My question is that it normal for our cars while setting timing to find a point where there is just 11 and 17 sync losses? like a point where the cas's reading to the ECU just confuses it? It happens a handful of degrees retarded of the leading crank mark

muythaibxr 01-16-12 04:42 PM

It can happen if you start getting misfires because those can cause excessive noise to the point where the CAS wire shielding can't solve it.

You can also see issues if you use too much dwell and the ignitors go into current-limiting mode.

Poor grounding can cause issues throughout the operating range and most often those take the form of sync loss.

Ken

MMoore4545 01-18-12 03:31 PM

okay, so everything is fine now, at right around 1500rpm I can make the car misfire with a certain amount (very little) throttle and it causes a 11 and 17 sync loss.

I'm going to replace plugs, fuel filter, and wires and see what happens.
probably should get Accel Enrich working right too, would probably help with the misfire, but not so much the idle, everything fuel related is cleaned/newish so I guess it's time to replace worn ignition components.

Any harm in cleaning blackened very low mileage spark plugs? or should I go ahead and dump the box of them I have?

Snaple07 05-31-13 12:53 AM

Any news as to what cause the sync loss of 11 and 17?

I too currently have this problem, but only after the fact that the car is warmed up completely (above 175* Fahrenheit) after a few miles of driving.

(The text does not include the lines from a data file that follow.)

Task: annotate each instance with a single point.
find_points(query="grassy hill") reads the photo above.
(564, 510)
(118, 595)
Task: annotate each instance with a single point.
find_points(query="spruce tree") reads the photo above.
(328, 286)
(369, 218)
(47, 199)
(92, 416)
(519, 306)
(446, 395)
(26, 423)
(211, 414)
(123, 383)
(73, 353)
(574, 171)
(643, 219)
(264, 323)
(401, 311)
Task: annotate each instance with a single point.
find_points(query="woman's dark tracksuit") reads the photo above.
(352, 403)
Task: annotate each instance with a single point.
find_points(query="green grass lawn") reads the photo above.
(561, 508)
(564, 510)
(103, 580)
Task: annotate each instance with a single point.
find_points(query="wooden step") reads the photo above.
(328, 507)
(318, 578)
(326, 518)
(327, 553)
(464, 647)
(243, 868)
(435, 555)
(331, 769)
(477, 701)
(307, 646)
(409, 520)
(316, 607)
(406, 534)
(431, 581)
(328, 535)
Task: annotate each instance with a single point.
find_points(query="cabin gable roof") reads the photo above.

But the thing is I modified my CAS, by cutting out two teeth cause I do not have the 2nd VR nor do I have the Zeal Daughter Card. I also modified my leading coil as per instructions by MegaSquirt. I was told that the sync loss may be my coils though, I will need to look into this further.

muythaibxr 05-31-13 07:32 AM


Originally Posted by Snaple07 (Post 11482387)
Any news as to what cause the sync loss of 11 and 17?

I too currently have this problem, but only after the fact that the car is warmed up completely (above 175* Fahrenheit) after a few miles of driving. But the thing is I modified my CAS, by cutting out two teeth cause I do not have the 2nd VR nor do I have the Zeal Daughter Card. I also modified my leading coil as per instructions by MegaSquirt. I was told that the sync loss may be my coils though, I will need to look into this further.

Both errors can be caused by the MS seeing teeth that are not there. In other words, noise.

Aaron Cake 06-01-13 09:57 AM

And with missing tooth being more prone to misinterpretation than 2nd trigger, it's vital that wiring and VR sensor be in good shape. You can try tightening up the gap between the VR sensor and the CAS wheel. As the engine warms, everything expands which may move it out of tolerance for a good signal. Use a piece of paper or business card to gap it.